Потом нас позвала к себе большая вода. Мы дошли до набережной, спустились на песчаный берег к желтой пенистой волне, пахнущей рыбой и тиной, удалились подальше от шумных компаний, пирующих на одеялах с кастрюлями, банками и бутылками; сняли туфли и босиком по щиколотку в мягком теплом поскрипывающем песке дошагали, наконец, до крутого обрыва, в каменистой нише которого на мятых газетах присели и окунулись в тишину – это было любимое место моё, где не раз скрывалась я от дождя, это было потайное место Арсения, куда он сбегал помечтать.

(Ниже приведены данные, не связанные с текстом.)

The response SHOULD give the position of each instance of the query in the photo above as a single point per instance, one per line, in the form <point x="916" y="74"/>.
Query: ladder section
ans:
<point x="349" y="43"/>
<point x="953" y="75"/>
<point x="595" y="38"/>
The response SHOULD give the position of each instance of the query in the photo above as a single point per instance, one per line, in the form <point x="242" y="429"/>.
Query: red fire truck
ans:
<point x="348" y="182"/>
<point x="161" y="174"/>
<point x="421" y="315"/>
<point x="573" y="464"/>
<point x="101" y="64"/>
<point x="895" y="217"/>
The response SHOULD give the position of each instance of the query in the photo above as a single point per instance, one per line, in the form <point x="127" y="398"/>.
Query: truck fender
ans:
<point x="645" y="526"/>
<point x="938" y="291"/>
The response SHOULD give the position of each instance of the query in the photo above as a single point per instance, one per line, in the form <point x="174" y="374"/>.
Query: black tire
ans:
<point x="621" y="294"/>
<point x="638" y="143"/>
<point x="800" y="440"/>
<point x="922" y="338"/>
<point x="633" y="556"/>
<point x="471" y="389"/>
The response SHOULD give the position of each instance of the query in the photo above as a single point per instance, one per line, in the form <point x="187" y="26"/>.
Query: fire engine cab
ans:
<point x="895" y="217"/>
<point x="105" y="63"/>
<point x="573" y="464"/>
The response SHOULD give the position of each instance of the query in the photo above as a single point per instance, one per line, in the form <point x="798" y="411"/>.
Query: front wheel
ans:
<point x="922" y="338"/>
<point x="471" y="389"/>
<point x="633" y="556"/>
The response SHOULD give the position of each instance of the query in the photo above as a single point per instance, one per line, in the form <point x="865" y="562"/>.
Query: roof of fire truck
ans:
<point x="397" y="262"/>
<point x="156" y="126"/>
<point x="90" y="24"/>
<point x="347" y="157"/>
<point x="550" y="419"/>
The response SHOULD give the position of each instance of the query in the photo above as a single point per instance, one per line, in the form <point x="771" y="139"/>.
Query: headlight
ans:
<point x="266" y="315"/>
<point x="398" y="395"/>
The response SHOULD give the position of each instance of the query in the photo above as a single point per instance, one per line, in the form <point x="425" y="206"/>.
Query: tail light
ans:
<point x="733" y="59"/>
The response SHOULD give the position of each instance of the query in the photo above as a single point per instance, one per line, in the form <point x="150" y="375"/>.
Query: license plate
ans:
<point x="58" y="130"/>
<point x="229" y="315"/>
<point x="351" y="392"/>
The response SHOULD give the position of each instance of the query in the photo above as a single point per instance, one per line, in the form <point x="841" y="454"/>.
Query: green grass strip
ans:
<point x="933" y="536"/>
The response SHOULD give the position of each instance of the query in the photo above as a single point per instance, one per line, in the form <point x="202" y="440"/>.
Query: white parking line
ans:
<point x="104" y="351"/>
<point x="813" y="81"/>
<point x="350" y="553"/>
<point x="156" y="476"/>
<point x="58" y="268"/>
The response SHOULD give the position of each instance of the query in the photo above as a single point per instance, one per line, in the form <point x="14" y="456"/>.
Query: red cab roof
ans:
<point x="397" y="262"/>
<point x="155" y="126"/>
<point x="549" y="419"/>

Помню каждый миг того счастливого дня, каждое слово наших непрестанных разговоров, каждый звук песни про Деву Марию, каждое движение, шаг, запахи, вкус, каждую черточку лица и складку одежды, будто всё это случилось только что. Потом бывали наши встречи, иной раз мы даже ссорились, но правда, уже через пять минут мирились, непрестанно прося друг у друга прощение, потому что для нас казалось непереносимым разделяться хоть на миг. Да, это была любовь, но такая высокая и чистая, как голос того итальянского мальчика, как песня, в которой он признавался в любви к Божией Матери, как наши мысли, ведущие нас рука об руку по земной дороге куда‑то очень, очень высоко, где всё сияет вечным светом, где не умолкают блаженные звуки славословия и той живой любви, которая нас привела сюда, в бесконечную «жизнь будущего века», которую мы «чаяли» с детства, сами того порой не осознавая.